Je veux crier, mais sans faire de bruit, il faut pas qu’ils sachent que je suis là. J’ai envie d’hurler,  mais je sais pas, je peux pas. J’en suis sûr, ils sont là, je le sens, tous regroupés derrière la porte, et au dessus. La bête a bougée, c’est eux qui l’ont amenée, ils l’ont glissée sous la porte. je vais me cacher, rentrer dans la chasse d’eau, où derrière, où là dans la cuvette des chiottes et fermer le couvercle. Ou alors sortir, partir, j’ai plus d’alcool, je vais pas y arriver.
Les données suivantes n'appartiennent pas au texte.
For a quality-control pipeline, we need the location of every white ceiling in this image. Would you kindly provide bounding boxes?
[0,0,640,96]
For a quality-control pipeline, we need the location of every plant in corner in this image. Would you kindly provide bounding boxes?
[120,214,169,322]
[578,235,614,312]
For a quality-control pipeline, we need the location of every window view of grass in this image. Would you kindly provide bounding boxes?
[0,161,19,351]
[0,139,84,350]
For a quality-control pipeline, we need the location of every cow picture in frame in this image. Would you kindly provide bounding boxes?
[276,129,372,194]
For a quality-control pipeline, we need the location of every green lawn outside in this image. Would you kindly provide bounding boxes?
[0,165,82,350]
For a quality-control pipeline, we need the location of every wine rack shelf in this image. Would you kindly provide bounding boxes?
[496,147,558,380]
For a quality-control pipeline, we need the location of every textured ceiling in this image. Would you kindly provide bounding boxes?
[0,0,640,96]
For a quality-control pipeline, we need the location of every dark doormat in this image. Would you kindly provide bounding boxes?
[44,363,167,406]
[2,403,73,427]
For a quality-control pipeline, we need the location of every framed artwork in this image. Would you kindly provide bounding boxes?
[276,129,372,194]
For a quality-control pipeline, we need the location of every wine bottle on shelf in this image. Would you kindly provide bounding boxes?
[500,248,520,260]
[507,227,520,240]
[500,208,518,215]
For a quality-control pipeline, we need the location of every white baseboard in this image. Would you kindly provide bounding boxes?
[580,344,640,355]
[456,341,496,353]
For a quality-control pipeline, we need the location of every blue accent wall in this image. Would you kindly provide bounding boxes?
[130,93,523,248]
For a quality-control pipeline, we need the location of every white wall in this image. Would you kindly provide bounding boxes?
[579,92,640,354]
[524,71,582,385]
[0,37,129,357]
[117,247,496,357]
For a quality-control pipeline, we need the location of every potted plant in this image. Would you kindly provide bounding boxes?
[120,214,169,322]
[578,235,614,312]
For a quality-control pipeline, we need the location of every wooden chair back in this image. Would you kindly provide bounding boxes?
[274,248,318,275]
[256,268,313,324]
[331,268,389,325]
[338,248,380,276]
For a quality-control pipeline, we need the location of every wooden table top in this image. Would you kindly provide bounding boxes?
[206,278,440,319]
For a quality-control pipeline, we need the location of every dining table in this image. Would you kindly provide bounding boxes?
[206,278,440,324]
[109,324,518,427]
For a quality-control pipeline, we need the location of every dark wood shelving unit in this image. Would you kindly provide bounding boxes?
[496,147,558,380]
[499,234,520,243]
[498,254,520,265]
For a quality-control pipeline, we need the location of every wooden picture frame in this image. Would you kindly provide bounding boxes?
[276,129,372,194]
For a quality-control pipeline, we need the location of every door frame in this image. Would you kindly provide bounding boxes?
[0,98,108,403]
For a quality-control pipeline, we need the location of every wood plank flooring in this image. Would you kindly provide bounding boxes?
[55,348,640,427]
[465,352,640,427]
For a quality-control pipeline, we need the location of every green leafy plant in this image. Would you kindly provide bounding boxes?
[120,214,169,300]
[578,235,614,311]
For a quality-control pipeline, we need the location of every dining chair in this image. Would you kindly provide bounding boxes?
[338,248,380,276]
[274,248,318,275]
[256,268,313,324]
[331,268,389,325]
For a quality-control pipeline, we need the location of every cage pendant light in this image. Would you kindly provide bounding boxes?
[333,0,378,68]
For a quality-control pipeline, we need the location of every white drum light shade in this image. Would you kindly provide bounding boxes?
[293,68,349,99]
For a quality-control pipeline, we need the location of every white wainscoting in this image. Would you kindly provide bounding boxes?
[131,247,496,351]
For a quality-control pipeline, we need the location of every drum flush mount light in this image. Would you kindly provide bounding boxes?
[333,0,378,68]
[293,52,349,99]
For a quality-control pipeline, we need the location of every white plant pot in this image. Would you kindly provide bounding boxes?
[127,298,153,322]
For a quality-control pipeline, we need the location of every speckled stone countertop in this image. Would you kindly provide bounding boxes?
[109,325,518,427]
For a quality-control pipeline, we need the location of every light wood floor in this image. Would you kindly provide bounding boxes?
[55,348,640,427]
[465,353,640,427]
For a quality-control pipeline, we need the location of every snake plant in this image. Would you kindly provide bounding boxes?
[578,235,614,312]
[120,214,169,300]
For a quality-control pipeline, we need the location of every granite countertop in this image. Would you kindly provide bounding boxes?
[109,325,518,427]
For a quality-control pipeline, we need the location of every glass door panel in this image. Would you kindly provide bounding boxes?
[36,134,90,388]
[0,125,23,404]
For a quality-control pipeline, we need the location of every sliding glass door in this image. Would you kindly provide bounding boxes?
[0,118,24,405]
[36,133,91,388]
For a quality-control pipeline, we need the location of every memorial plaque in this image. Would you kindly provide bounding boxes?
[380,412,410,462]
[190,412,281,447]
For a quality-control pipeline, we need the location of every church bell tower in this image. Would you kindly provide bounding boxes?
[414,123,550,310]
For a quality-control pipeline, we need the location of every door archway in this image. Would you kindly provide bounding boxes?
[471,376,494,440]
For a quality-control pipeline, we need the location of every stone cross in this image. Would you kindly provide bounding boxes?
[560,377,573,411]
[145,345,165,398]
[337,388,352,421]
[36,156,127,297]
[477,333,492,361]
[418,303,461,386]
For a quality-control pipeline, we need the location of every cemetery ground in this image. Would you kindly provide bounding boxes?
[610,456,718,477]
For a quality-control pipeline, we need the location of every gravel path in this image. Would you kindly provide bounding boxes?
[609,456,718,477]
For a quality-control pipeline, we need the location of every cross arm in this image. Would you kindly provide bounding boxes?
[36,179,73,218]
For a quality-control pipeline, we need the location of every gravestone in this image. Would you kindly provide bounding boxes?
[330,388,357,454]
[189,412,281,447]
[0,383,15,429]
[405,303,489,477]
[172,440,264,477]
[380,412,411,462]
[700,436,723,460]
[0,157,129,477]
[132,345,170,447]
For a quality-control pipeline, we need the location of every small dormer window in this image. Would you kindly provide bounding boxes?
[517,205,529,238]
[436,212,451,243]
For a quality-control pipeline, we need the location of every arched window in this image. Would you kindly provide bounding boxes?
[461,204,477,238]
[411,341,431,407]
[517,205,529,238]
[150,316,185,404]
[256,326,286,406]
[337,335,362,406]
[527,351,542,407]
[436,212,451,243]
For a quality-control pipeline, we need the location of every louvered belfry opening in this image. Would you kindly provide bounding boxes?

Ils m’en veulent, j’ai rien fait, c’est tous des pourris, des salauds, ils veulent ma peau.

Ca y est je tiens la bouteille, boire, boire… je tremble, ça dégouline, ça coule dans mon cou, partout ; il en rentre quand même un peu, je sens un peu de chaleur, mais je suis vide, j’en aurai jamais assez pour tenir le coup. J’arrive plus à lever le bras, ma tête est raide, le cou, elle tombe, la bête me regarde, elle va sauter, m’attraper, je vais hurler, je peux pas ; le feu, je vais tout brûler, elle avec…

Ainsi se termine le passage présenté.